Consistent to the last transcript
The same analytical framework is applied to account 1 and the last account identically. No drift, no fatigue effects, no between-analyst disagreements about standards.
Improves automatically
As AI models become more capable, re-running the pipeline produces better results with no additional human investment. The corpus benefits from every advance in AI — indefinitely.
Pre-analysis filter
Quality filtering before full analysis

Before the full pipeline runs on any episode, each transcript receives a quality rating: high, medium, or low. This rating is assigned by the broad tagging pass as part of its first contact with the transcript.

Low-quality episodes — those with insufficient experiential content, transcripts that are too short to yield meaningful data, accounts that appear to be third-party summaries rather than direct first-person testimony, or interviews where the guest's own experience is barely touched — were removed from the corpus before analysis proceeded further.

The episodes in the final corpus all cleared the quality threshold. Some were borderline, and those were generally retained and allowed to receive a low quality rating rather than deleted — allowing downstream inspection rather than silent removal.
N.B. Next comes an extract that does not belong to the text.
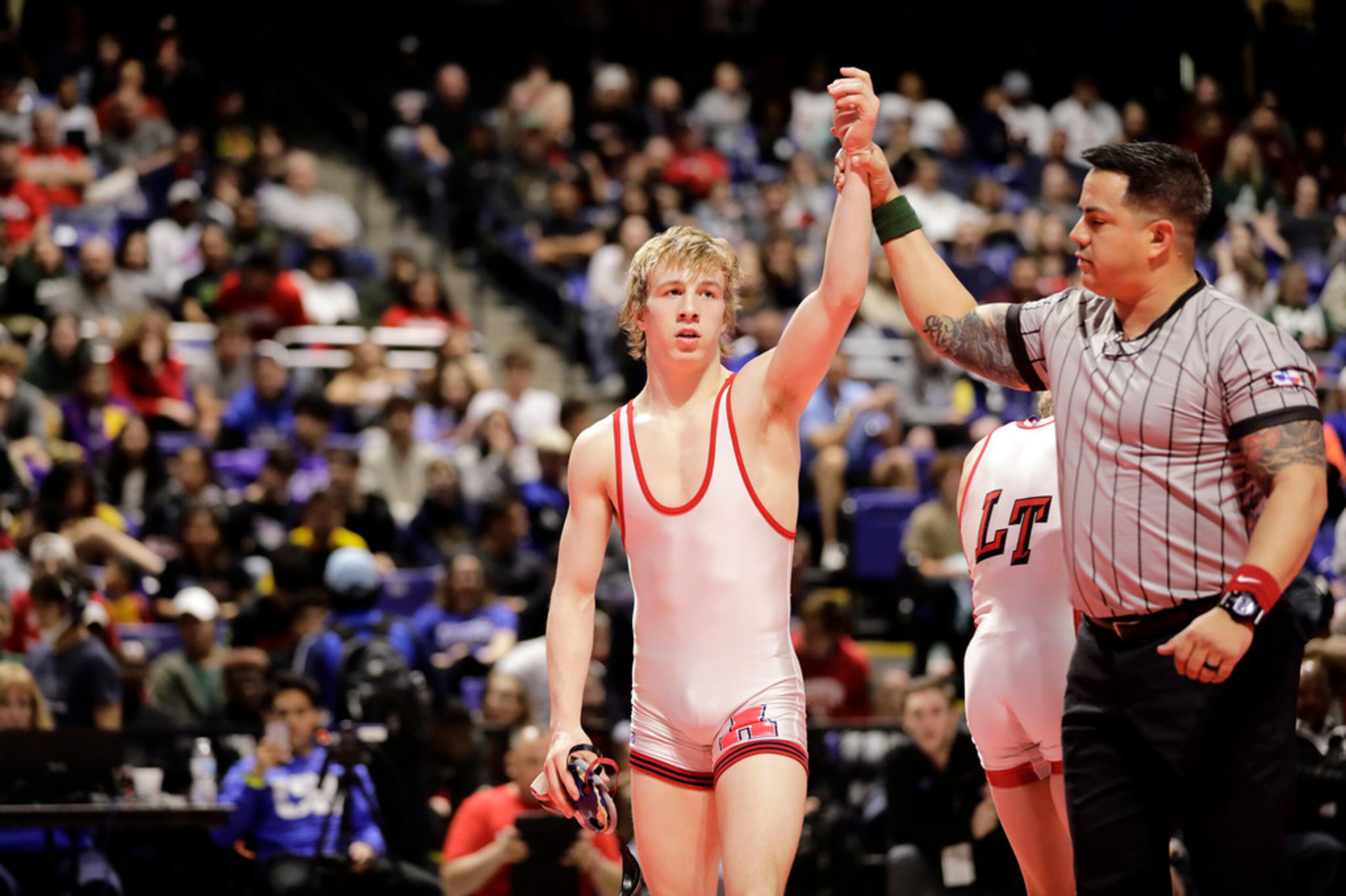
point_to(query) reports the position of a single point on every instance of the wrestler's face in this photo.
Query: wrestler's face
(684, 315)
(1118, 241)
Quality filtering operates upstream of all prevalence figures presented on this site. The accounts are post-filter; the raw import count was higher.

Honest accounting
What this corpus is — and isn't

The corpus is a meaningful analytical tool. It is not a comprehensive or representative sample of all human awakening experiences. The following limitations should be kept in mind when interpreting the data.

1
Sample size. accounts is meaningful for pattern detection but not large enough to support fine-grained statistical inference. Prevalence figures, particularly for rare phenomena (below ~5%), should be read with caution.
2
English-language bias. All eleven source archives are English-language. This excludes the vast majority of documented awakening accounts globally, and likely skews the corpus toward Western, and particularly Anglo-American, cultural framings of the experience.
3
Long-form interview bias. The corpus is drawn entirely from video interviews typically lasting 60–180 minutes. Accounts obtained through long-form conversation may differ systematically from written accounts, brief descriptions, or accounts elicited through structured questionnaires. Interviewers' questions and framings may shape what subjects describe.
4
Self-selection bias. People who participate in public interviews about their awakening experience may differ in meaningful ways from those who don't. They may be more integrated, more verbally articulate about the experience, more embedded in spiritual communities, or more comfortable with the language of awakening. The corpus cannot speak for the silent majority.
5
AI analysis limitations. Both the broad and strict passes can err — through misinterpretation, inconsistency, or failure to detect a phenomenon described obliquely. The cross-validation and adjudication process reduces but does not eliminate this error. The broad/strict range is one tool for managing this uncertainty, not a solution to it.
6
The broad/strict range is not a confidence interval. It reflects two different interpretive standards applied to the same texts — not a statistical range around a true population prevalence. The "true" rate of any phenomenon in the full corpus almost certainly lies somewhere between the broad and strict figures, but the range does not map cleanly onto a frequentist confidence interval.